Home | About | Sematext search-lucene.com search-hadoop.com
NEW: Monitor These Apps!
elasticsearch, apache solr, apache hbase, hadoop, redis, casssandra, amazon cloudwatch, mysql, memcached, apache kafka, apache zookeeper, apache storm, ubuntu, centOS, red hat, debian, puppet labs, java, senseiDB
 Search Hadoop and all its subprojects:

Switch to Threaded View
Pig >> mail # user >> Bag of tuples


Copy link to this message
-
Re: Bag of tuples
Each element in A is not a Bag. A relation is a collection of tuples (just
like a bag). So each element in A is a tuple whose first element is a Bag.

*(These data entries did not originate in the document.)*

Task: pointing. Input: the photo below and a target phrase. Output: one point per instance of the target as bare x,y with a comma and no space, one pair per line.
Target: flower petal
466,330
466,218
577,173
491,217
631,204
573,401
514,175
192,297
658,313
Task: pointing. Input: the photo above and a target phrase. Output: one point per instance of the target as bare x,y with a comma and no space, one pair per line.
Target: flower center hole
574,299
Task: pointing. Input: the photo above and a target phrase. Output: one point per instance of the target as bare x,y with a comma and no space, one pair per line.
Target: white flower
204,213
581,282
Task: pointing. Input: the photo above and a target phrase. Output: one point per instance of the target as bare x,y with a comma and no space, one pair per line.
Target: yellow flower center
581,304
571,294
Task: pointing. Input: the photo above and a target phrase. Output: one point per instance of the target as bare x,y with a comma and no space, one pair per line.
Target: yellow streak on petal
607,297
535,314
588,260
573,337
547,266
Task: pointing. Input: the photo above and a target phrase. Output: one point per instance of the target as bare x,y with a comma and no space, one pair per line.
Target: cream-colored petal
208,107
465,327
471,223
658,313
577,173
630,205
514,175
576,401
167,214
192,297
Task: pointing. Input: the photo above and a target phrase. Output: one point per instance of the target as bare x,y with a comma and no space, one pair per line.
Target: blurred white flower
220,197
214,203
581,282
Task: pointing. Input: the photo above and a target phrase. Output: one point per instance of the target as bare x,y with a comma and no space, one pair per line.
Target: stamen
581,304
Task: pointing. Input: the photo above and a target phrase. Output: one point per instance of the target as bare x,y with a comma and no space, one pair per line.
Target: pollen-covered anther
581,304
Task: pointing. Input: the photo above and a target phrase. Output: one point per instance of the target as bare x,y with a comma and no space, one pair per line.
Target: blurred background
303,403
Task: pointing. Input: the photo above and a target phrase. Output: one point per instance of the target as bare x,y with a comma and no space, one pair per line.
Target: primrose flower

If you want to order the tuples by id, you have to extract them from the
bag first.

A = LOAD 'data' ...;
B = FOREACH A GENERATE FLATTEN($0);
C = ORDER B BY $0;
DUMP C;

The error about “expression is not a project expression” is because you
started a FOREACH statement that is not ended by a GENERATE

If you want to find the top n tuples in a Bag you can use the TOP UDF.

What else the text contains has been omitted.